When these figures are added up, we get a total of 12,322 amino acid residues. Thus, it appears that Salmonella flagella are composed of roughly 12,322 amino acid residues. What percent of the Salmonella flagellum, in terms of amino acid residues, has absolutely no known homologs? A total of 3,195 amino acid residues belong to proteins in the flagellum that have no known homologs. This means that approximately 25.9% of the Salmonella flagellum lacks sequence homology.  Now, you will notice that a number of flagellar proteins only have homologs in the type III secretion system. However, the type III secretion system (TTSS) is not a pre-cursor system to the bacterial flagellum. It probably evolved directly from the flagellar export system (do note that Gophna et al. 2003 are a dissenting view, but in my humble opinion, the evidence is certainly in favor of the hypothesis that the type III secretion system evolved from flagella).

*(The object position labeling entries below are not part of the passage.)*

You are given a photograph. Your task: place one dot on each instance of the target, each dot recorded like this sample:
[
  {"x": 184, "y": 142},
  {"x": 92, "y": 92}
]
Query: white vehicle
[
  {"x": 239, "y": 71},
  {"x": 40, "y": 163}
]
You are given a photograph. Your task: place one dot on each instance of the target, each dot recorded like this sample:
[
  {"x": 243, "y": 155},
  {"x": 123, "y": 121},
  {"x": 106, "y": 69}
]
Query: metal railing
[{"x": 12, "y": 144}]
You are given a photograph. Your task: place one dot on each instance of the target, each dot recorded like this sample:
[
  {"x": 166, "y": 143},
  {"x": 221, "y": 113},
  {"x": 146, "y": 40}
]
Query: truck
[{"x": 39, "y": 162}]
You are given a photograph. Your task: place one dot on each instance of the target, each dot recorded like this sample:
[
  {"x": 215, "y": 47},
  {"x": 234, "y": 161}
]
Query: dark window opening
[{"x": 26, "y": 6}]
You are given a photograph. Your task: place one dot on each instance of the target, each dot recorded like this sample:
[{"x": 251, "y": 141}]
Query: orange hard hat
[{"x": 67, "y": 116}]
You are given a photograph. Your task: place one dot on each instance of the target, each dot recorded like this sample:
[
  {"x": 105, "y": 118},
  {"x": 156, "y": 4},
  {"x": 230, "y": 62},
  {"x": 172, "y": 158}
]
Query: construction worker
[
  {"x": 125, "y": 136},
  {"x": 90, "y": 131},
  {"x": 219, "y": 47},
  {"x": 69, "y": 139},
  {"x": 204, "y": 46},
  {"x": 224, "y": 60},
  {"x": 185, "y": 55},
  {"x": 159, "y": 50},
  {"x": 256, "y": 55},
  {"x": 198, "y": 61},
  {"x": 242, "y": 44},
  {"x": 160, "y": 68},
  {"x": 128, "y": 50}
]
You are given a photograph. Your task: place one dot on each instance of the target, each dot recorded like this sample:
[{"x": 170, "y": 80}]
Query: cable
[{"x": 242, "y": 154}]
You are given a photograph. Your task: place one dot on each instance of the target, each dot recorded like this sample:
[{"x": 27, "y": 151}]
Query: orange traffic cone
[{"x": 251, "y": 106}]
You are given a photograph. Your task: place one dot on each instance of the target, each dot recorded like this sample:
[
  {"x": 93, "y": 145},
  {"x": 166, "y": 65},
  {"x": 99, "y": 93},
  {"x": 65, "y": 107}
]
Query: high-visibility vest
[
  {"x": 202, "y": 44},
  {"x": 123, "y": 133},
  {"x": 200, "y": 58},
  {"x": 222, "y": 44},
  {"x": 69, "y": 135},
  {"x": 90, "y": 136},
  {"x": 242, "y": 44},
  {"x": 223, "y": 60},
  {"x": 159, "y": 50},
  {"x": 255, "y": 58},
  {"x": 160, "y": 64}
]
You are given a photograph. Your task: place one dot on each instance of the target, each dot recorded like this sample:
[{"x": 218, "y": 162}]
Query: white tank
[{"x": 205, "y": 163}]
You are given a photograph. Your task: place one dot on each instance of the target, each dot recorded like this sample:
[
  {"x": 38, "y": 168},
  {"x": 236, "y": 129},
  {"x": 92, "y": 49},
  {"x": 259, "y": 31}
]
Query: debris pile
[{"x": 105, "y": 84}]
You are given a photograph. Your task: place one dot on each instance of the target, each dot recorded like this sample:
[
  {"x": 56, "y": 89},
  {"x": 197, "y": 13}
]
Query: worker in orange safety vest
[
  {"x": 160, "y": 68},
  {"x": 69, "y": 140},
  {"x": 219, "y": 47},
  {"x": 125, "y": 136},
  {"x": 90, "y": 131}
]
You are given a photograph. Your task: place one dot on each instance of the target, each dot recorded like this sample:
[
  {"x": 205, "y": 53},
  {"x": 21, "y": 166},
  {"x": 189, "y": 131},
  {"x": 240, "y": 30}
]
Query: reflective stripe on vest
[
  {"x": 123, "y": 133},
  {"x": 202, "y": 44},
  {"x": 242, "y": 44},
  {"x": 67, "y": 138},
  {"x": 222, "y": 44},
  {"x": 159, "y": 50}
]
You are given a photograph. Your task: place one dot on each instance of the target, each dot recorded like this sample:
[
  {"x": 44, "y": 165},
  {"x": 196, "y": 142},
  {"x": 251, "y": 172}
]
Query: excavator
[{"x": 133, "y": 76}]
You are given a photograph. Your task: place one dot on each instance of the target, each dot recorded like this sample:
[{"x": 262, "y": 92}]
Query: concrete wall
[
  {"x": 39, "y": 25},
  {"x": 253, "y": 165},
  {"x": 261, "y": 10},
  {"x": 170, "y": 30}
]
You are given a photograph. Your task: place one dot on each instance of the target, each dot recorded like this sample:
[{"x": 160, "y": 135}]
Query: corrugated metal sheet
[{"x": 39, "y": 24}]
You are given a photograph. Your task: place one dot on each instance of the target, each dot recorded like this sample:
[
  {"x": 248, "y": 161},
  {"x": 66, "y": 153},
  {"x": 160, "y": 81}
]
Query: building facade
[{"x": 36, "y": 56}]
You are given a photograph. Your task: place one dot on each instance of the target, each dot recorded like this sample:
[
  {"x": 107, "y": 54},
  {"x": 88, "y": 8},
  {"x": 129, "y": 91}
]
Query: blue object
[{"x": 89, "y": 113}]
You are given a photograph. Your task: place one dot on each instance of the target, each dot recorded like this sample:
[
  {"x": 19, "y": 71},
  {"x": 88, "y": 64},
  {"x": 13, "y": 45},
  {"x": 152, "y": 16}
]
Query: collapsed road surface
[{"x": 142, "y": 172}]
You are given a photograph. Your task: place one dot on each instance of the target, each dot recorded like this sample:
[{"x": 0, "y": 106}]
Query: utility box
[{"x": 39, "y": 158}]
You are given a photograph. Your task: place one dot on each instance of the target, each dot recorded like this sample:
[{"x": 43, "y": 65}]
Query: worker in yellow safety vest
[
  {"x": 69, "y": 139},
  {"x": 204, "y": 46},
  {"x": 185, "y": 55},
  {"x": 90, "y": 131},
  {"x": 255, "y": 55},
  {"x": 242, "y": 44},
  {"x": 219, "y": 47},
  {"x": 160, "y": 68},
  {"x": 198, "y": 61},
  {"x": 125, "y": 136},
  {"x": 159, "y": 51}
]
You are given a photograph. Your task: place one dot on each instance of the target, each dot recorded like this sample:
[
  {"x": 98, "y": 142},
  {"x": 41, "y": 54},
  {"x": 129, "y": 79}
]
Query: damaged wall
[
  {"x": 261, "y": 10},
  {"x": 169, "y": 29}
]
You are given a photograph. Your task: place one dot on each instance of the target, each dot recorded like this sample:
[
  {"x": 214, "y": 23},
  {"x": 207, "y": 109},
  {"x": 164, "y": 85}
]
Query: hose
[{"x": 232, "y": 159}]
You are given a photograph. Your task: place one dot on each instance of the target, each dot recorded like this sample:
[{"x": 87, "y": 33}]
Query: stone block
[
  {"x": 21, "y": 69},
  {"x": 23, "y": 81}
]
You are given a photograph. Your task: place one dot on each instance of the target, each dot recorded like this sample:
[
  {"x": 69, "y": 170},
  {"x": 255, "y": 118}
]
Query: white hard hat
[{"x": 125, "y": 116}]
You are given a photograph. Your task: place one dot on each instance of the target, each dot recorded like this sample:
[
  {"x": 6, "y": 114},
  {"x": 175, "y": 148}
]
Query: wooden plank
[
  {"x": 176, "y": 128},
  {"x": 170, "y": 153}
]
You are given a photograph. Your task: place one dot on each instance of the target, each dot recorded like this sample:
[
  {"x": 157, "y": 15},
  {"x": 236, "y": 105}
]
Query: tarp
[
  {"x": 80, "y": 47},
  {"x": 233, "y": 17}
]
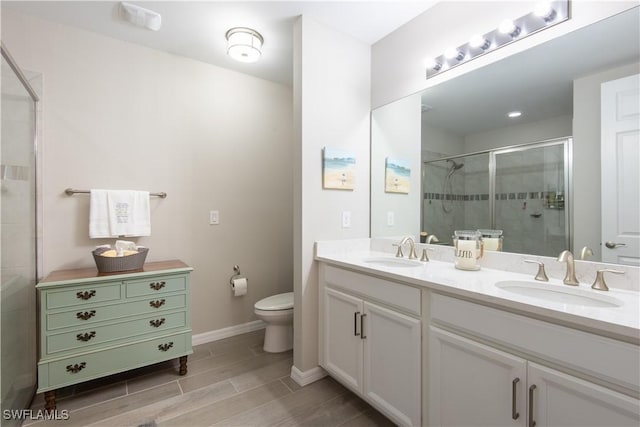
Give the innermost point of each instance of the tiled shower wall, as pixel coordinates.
(528, 187)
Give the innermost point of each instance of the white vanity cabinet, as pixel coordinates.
(370, 340)
(502, 372)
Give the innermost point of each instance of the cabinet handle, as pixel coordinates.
(532, 423)
(166, 346)
(86, 336)
(74, 369)
(86, 294)
(514, 414)
(85, 315)
(157, 303)
(156, 286)
(156, 322)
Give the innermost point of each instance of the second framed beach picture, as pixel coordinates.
(338, 169)
(397, 176)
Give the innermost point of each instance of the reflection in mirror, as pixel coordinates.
(556, 87)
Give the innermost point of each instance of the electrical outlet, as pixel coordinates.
(214, 217)
(346, 219)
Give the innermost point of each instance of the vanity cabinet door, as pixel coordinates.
(392, 362)
(471, 384)
(564, 400)
(342, 337)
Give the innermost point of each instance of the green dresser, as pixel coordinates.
(93, 325)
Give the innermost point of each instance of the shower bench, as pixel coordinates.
(93, 325)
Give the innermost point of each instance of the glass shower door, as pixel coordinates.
(18, 240)
(531, 185)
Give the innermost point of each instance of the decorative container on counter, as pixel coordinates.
(468, 249)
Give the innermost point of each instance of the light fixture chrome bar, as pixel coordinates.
(557, 12)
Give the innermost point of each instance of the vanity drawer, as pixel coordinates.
(390, 293)
(113, 311)
(100, 334)
(96, 364)
(155, 285)
(83, 295)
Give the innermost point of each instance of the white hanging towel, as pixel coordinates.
(119, 213)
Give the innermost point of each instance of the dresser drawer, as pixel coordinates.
(96, 364)
(100, 334)
(83, 295)
(83, 316)
(155, 285)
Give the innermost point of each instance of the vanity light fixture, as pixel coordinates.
(244, 44)
(545, 15)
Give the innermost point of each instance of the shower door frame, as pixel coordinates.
(566, 141)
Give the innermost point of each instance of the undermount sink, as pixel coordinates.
(393, 262)
(559, 293)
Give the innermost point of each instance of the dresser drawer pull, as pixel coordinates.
(86, 294)
(74, 369)
(157, 303)
(166, 346)
(156, 286)
(86, 336)
(156, 322)
(85, 315)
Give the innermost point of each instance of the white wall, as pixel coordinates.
(331, 108)
(395, 132)
(587, 156)
(118, 115)
(397, 60)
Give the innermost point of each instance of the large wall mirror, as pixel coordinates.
(537, 176)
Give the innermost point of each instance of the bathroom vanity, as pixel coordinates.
(93, 325)
(427, 344)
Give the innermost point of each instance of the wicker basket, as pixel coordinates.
(116, 264)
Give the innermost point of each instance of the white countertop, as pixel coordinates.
(621, 322)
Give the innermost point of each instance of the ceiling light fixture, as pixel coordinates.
(244, 44)
(545, 15)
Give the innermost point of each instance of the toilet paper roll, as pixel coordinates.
(239, 286)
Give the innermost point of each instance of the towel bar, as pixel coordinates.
(71, 192)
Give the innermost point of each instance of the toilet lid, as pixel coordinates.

So we can ask the question: what percent of the flagellum lacks homologs or only has homologs in the TTSS, which is not a pre-cursor system to the flagellum? A total of 2,804 amino acid residues only share sequence homology with TTSS components. This is added to 3,195, to get 5,999. Thus, approximately 48.7% of the Salmonella flagellum has no known homologs in systems that would pre-date the flagellum.  Finally, we ask the question: what percent of the flagellum have no known homologs in non-flagellar systems? Note that a number of flagellar proteins only share homology with other flagellar proteins and TTSS components. For example, FliM is homologous to FliN and YscQ. FliN is only homologous to FliM and YscQ. Since YscQ could not be a pre-cursor protein, one of these proteins do not share homology with a pre-cursor protein. If FliM is supposed to be a pre-cursor to FliN, then the homology FliN shares with FliM cannot be evidence that FliM descended through non-teleological evolution.  To arrive at a percent of the flagellum that has no homologs that provide evidence of a non-telic origin of the flagellum, in cases like FliM/FliN we will use the shorter protein. This will allow us to be as fair as possible to the non-telic position. We arrive at a total of 471 amino acid residues. Add this to 5,999 and about 52.5% of the Salmonella flagellum has no homologs that provide evidence of a non-teleological origin.

Conclusion

Several flagellar proteins only share structural similarity with other proteins. However, structural similarity can often be the result of convergent evolution – there are only a few thousand different protein folds, contrasted with trillions of different possible amino acid sequences.  Further, in some instances, sequence similarity can also be the result of convergent evolution.

From this brief analysis in this article, I found that more than half of the Salmonella flagellum, in terms of amino acid residues, lack any homologs that provide evidence that it evolved through non-teleological mechanisms.  Some of the remaining homologs can hardly be called significant. The flagellar protein, FliG, shares only about 20% sequence similarity with its only homolog, MgtE.  Also, from the angle of intelligent intervention, where the flagellum was designed at the dawn of life, the remaining proteins it does share fairly significant sequence similarity with could possibly be explained by convergent evolution. I suggest that convergent evolution at the molecular level may be more pervasive than many think.